J’appelle instamment le Ministre de la Sécurité à ses responsabilités dans la protection et la sécurité de tous les citoyens sans distinction. J’en appelle à la CEDEAO et aux Facilitateurs, pour aider à mettre un terme aux dérives du pouvoir RPT/UNIR, dérives annonciatrices de la réédition des massacres de populations de 2005.

Je demande aux populations togolaises, aux responsables, aux militants et aux sympathisants de l’opposition, de rester constamment mobilisés, de ne pas céder aux intimidations et de redoubler de vigilance, de détermination et d’ardeur pour mettre fin à un régime de terreur, de forfaiture et d’imposture.

Que pensez-vous de la lettre de l’ambassadeur de la CEDEAO au Togo, Garba Lompo, annonçant au Président de la CENI, le démarrage de l’audit du fichier électoral ?

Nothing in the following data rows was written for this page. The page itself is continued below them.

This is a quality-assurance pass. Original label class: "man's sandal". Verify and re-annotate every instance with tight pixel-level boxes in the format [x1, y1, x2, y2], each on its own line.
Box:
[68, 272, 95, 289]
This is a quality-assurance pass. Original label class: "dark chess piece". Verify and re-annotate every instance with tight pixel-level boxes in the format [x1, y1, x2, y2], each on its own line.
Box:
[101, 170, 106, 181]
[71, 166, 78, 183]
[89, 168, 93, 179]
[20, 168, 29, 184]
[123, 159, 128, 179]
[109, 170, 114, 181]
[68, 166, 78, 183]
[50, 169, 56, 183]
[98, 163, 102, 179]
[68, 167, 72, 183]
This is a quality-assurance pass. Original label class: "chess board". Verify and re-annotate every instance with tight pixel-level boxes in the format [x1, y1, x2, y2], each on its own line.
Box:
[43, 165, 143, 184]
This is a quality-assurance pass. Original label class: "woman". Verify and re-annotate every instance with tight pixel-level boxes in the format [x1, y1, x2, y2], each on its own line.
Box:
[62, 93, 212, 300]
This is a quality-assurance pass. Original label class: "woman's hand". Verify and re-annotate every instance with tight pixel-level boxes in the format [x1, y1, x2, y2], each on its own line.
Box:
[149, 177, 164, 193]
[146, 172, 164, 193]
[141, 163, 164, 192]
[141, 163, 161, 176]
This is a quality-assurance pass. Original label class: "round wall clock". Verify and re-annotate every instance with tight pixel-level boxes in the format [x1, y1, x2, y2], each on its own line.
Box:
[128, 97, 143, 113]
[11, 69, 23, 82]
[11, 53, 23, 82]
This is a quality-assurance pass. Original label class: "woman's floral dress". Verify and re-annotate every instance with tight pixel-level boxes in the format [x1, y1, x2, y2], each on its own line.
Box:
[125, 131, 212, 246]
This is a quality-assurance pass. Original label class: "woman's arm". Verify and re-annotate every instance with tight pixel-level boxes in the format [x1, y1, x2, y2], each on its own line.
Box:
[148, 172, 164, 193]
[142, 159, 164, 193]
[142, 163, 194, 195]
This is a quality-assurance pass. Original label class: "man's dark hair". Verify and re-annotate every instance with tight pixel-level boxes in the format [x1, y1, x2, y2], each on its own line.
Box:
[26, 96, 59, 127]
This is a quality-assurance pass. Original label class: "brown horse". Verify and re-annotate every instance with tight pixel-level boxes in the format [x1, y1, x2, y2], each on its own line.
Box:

Écoutez : ce courrier en date du 30 octobre 2018, du représentant permanent de la CEDEAO au Togo, nous laisse tous interrogatifs. Au point que la C14 a décidé d’en vérifier l’authenticité. C’est dire que c’est la chose la moins attendue de la facilitation par les populations togolaises, en ces moments où le dialogue politique en cours a visiblement besoin d’être relancé sur la base des fondamentaux liés aux mesures d’apaisement, aux réformes politiques et électorales, à la préparation et l’organisation consensuelles des élections, etc.

En tout état de cause, et je voudrais en rassurer l’ensemble des populations, la C14 ne saurait rien accepter ou décider, qui ne corresponde pas à leurs aspirations légitimes. En l’occurrence, ce recensement unilatéral, frauduleusement mené par une CENI non constituée, non paritaire et non inclusive est absolument inacceptable. Cette lettre étrange qui s’apparente à la validation par la CEDEAO d’un coup de force que nous condamnons fermement, nous rappelle l’attitude de cette institution en 2005, et nous amène à nous interroger sur l’objectif réel de la CEDEAO dans la crise actuelle. Je nous appelle tous à la plus grande vigilance. Nous rejetons fermement toute conclusion d’experts électoraux missionnés pour tenter de nous convaincre de la crédibilité d’une opération montée de toute pièce par une dictature qui n’hésite pas à mettre en œuvre tous les moyens déloyaux pour conserver le pouvoir.

Le régime RPT/UNIR n’est pas digne de confiance. Et nous n’avons aucune confiance dans une opération électorale menée unilatéralement par ce régime. Le processus électoral sera consensuel ou ne sera pas.